When you don’t feel you are in control of your actions, when you feel consumed by your illusion of the world. There’s a stigma that comes attached with mental illness, people see it as a weakness but what if it can make you stronger?
Yes, mental illness can make you both your weakest and strongest self. When you are at your lowest self, mental illness warps and changes your mind till you are most certainly no longer yourself.
As a kid you never understand the negative effect of mental illness, you wonder why people are acting a certain way, not realizing that sometimes there may be no logical reason for why.
You often hurt the ones you care about most when you aren’t in your right mind. You tell them you care and then the next minute go back on all that, fuck things up and hurt them without always realizing the effect of what you are doing.
What others don’t see are the mental scars inside. More often than not you hear “well if I can’t see it, it’s not there” rather than people genuinely trying to understand what is going on. I say those people can get to fuck with their judgmental opinions.
If they had experienced mental illness or had someone they were close to experiencing mental illness, they would not be saying this. They don’t realize that you genuinely are ill. They don’t understand the mental pain that goes on inside your brain.
You overthink almost every situation and every possible outcome. You overthink what others think of you, you constantly need to be reminded of the fact that people care about you. Someone does one thing to upset you and there you are calling them out while thinking that they don’t & never did give a shit about you.
People tell you they are there for you but then let you down when you need them most because they can’t handle the severeness of your thoughts. You put yourself down, you make one mistake then spend a lifetime blaming yourself for that mistake.
You see the world through a cloud of smoke as if it isn’t actually happening. You do something stupid and it passes over you as if it wasn’t you that did that. You do things then shortly after wonder why the fuck you did that and can’t understand why you did it in the first place.
For example, I once tried to add on old teacher on FB while I was still at high school. Obviously something not allowed in schools.
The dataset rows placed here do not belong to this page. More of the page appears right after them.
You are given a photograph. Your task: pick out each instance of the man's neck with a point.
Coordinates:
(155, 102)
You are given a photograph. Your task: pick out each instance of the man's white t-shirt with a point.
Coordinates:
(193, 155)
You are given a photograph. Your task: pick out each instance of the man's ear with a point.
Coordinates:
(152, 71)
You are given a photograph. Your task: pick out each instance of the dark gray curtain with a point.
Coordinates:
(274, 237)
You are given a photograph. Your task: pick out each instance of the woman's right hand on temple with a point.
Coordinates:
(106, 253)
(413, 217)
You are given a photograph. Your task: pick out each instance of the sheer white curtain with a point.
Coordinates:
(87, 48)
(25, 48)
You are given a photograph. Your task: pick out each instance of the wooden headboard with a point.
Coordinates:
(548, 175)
My mind was in such an unwell state that I tried to add then sent her a series of messages on FB without realizing what I was doing. Afterwards it felt like a dream, I did not remember doing it, it took me a long time to remember what I’d done. To this date I still don’t remember any of what I had apparently messaged her. It’s almost like it was a dream, I just have the faint reminder that it happened.
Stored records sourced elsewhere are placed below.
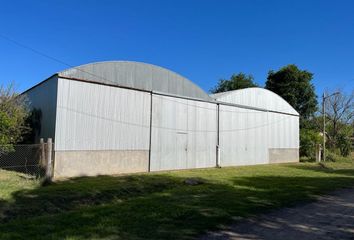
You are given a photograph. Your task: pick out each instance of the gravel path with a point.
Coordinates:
(331, 217)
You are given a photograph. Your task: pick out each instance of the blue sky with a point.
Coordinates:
(202, 40)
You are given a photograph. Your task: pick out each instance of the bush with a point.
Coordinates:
(308, 141)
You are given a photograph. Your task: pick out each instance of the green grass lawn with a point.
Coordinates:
(160, 205)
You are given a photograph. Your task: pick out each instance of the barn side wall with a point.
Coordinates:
(184, 134)
(110, 130)
(101, 130)
(43, 99)
(249, 137)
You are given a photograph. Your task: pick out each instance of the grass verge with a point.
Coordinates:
(158, 206)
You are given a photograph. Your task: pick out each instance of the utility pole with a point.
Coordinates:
(324, 126)
(324, 97)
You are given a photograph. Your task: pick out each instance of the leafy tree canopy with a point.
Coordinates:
(236, 81)
(294, 85)
(13, 114)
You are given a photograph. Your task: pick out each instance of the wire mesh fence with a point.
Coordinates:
(27, 158)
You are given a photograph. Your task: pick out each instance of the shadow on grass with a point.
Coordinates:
(323, 168)
(152, 206)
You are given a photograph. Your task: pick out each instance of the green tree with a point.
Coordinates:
(13, 114)
(294, 85)
(236, 81)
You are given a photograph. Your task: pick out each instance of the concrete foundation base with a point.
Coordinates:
(92, 163)
(283, 155)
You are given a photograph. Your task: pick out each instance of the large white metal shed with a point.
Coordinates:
(122, 117)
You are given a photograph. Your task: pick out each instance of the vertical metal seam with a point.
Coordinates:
(218, 136)
(149, 165)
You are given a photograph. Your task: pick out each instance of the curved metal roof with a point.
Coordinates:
(257, 98)
(137, 75)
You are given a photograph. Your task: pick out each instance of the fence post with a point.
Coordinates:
(49, 172)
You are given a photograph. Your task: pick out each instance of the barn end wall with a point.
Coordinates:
(43, 98)
(101, 130)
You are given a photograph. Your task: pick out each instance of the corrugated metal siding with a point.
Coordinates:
(137, 75)
(184, 134)
(258, 98)
(44, 98)
(98, 117)
(243, 136)
(283, 131)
This is what being unwell inside your head is like, you may do things, not even remember them and they will feel like you’ve dreamed it all. You start to hallucinate and your brain mixes reality with hallucinations. You begin to believe these hallucinations to be real and when you realize that they were in fact inside your head, it takes you a long time to work things out.
It is a horrible feeling when you realize that you imagined a whole event or multiple events that you thought were real. It fucks with your mind, it isn’t pleasant to know that you can’t even trust your own mind at times. Your mind is supposed to be one thing you should be able to trust.
It’s difficult to apologize for something when at the time, you had zero recollection of what you had done just minutes after doing it. I don’t know how else to describe the feeling of being unwell mentally other than its like being completely fucking wasted to the point you can’t stand.
Only problem is, you aren’t wasted, there is no hangover. There is no puking your guts up, being hungover for a day, feeling like crap for another few days then starting to feel no better. When you are in a low mental state, its constant, it doesn’t just cease to be. You feel like crap all the time, you may laugh it off as if your fine, but you’re not. People may see you laugh nervously and think “Oh, they are over it” but that’s not how it works.
More often than not, you can keep your mood up only so long as you are in other people’s company, the second you are alone, the pain seeps back in and its like your drowning in a confused state that no one else can understand unless they’ve been there before.
You avoid telling people how you feel because you’re fucked up mind tells you they don’t care, they don’t want to know and that they won’t be able to help. A guidance teacher lets you down big time? You become suspicious of future guidance teachers as if they are going to do the same until they prove that they are there. It really is true that actions speak louder than words. A friend fucks you over? Your trust issues increase whenever you meet someone new to the point it takes you 4 times as long as others to make friends.
When I was a kid I used to constantly not understand why my mother was acting a certain way, she’d do things to hurt me then I’d wonder why she hated me so much. It wasn’t that she hated me, it was that she just didn’t understand the extent of what she was doing and how it was hurting me.
That’s what mental illness does to a person. It twists your sense of reality to the point you don’t know how to love, how to care like an actual human being. You do things for any or no reason and you don’t realize how much you are hurting those that you say you care about. You give up at the first sign of trouble when you should fight for what you want instead.